There is a strong relationship between the size of the mass and malignancy (cancer), and the risk of malignancy is low in masses smaller than 4 cm. If it is smaller than 4 cm and non-functional (not producing hormones), it is concluded that it is not malignant (cancer). Masses larger than 6 cm are considered malignant unless proven otherwise. The malignancy rate is 6% in masses between 4-6 cm, and the clinical approach is controversial. Recently, monitoring of 4-6 cm adrenal incidentalomas if non-functional is more accepted.

 

How should Imaging in Adrenal Masses be?

Ultrasonography is an inadequate imaging method for detecting and characterizing adrenal mass, therefore it is not preferred.

Unenhanced Computed Tomography (CT) can very well evaluate the amount of intracellular fat in more than 70% of adrenal adenomas. However, the mass can be diagnosed with washout levels measured on contrast-enhanced CT in masses with low fat ratio, which constitutes approximately 30% of the segment and cannot be recognized on CT without contrast.

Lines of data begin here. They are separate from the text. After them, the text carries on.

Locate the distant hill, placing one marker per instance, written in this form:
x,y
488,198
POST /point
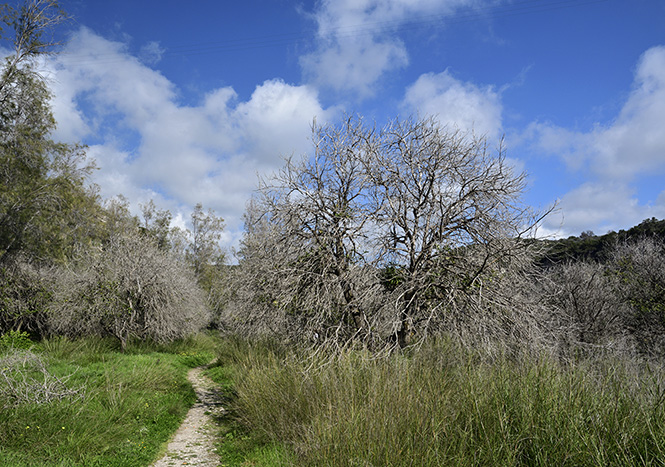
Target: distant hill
x,y
591,247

With Magnetic Resonance Examination (MRI), the amount of fat in adrenal incidence can be measured reliably.

Positron emission tomography (PET) with either fludeoxyglucose F 18 (FDG) or 11C-metomidate (MTO) can be helpful in selected patients (eg, those with a prior history of malignancy or those in which unenhanced CT attenuation or washout analysis is inconclusive or suspicious for malignancy) because of their high sensitivity for detecting malignancy

Treatment of adrenal masses

Two points are very important in adrenal masses: the size of the tumor and whether it is functional or not.

Masses <4 cm and non-functional are considered benign.

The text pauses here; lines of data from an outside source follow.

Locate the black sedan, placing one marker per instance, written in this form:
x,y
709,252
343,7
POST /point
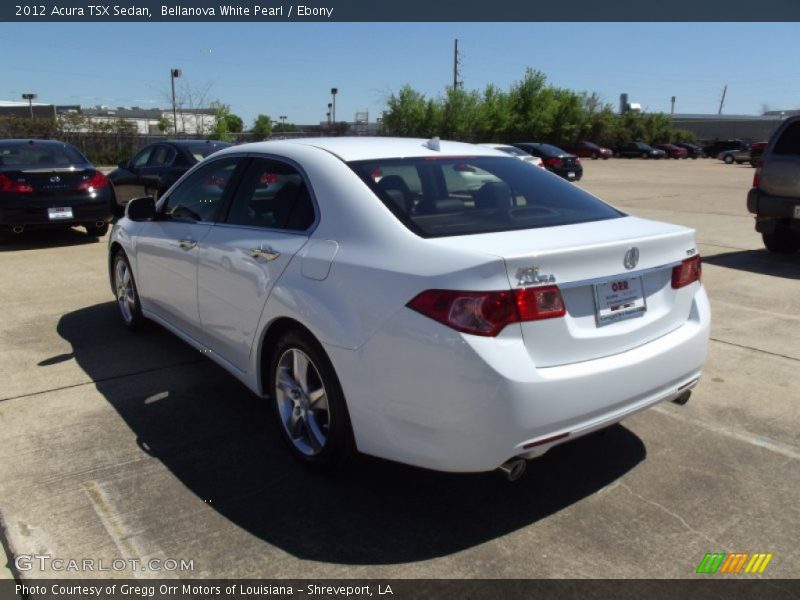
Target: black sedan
x,y
46,183
157,166
555,159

Follow-up is very important in non-functional masses between 4-6 cm. An increase of more than 20% or at least 5 mm in the size of the mass; or if it becomes metabolically active (functional), the adrenal gland is surgically removed.

Large masses at 6 cm are considered malignant (cancer), even if they are non-functional, and surgical treatment is applied.

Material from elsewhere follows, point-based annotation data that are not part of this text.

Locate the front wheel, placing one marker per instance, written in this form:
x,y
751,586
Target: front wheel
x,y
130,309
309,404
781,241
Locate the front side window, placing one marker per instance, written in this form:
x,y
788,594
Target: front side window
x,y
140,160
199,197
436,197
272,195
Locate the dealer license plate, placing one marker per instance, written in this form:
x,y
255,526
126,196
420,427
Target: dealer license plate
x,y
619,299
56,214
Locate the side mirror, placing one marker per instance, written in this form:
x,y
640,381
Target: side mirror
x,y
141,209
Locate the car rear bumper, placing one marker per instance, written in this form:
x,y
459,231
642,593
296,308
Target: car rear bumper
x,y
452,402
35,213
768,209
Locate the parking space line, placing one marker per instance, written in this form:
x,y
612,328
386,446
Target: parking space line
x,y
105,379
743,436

Surgery should be performed in hormone-active adrenal masses regardless of its size. These patients may present with clinical findings of Cushing’s syndrome, Conn’s disease, congenital adrenal hyperplasia (CAD) or pheochromocytoma, depending on the type of hormone secreted. A multidisciplinary approach with Urology, Endocrinology and Neurosurgeons when necessary is very important in treatment and follow-up.

Adrenal myelolipoma is a benign adrenal tumor composed of mature fat and interspersed hematopoietic elements that resemble bone marrow. On computed imaging, the presence of large amounts of macroscopic fat in an adrenal mass is diagnostic of a myelolipoma. Although adrenal myelolipomas may grow over time, they can usually be followed without surgical excision. However, when larger than 6 cm in diameter or when causing local mass-effect symptoms, surgical removal should be considered. When adrenal myelolipomas are bilateral, the clinician should consider the diagnosis of congenital adrenal hyperplasia

Adrenal cortical carcinoma may or may not be functional. Unfortunately, most of them are malignant tumors that occur in an advanced stage. Recurrence and metastasis (spreading to other areas) risk is also high in those who are localized. Aggressive wide surgical resection is important in treatment. Therefore, open surgery approach may be more appropriate in locally advanced stage carcinomas. Mitotane therapy is the most commonly used treatment method in adjuvant therapy. Radiotherapy has a very limited place in this disease and can be used in bone and brain involvement.

Bilateral adrenal masses

The management of bilateral adrenal masses is different from that for unilateral masses. As an example, in cases of bilateral macronodular adrenal hyperplasia (BMAH), size is not an indication for surgery, whereas the degree of cortisol secretory autonomy should guide surgical decision-making. Patients with BMAH and clinical Cushing’s syndrome usually are best treated with bilateral adrenalectomy, whereas patients with BMAH and subclinical Cushing’s syndrome may be managed by resecting the larger adrenal gland

Which sugical procedure is the most suitable?

Adrenalectomy can be performed by open or laparoscopic aproach. Laparoscopic adrenalectomy, compared with open adrenalectomy, is associated with less pain, less blood loss, shorter hospitalization time, and faster recovery.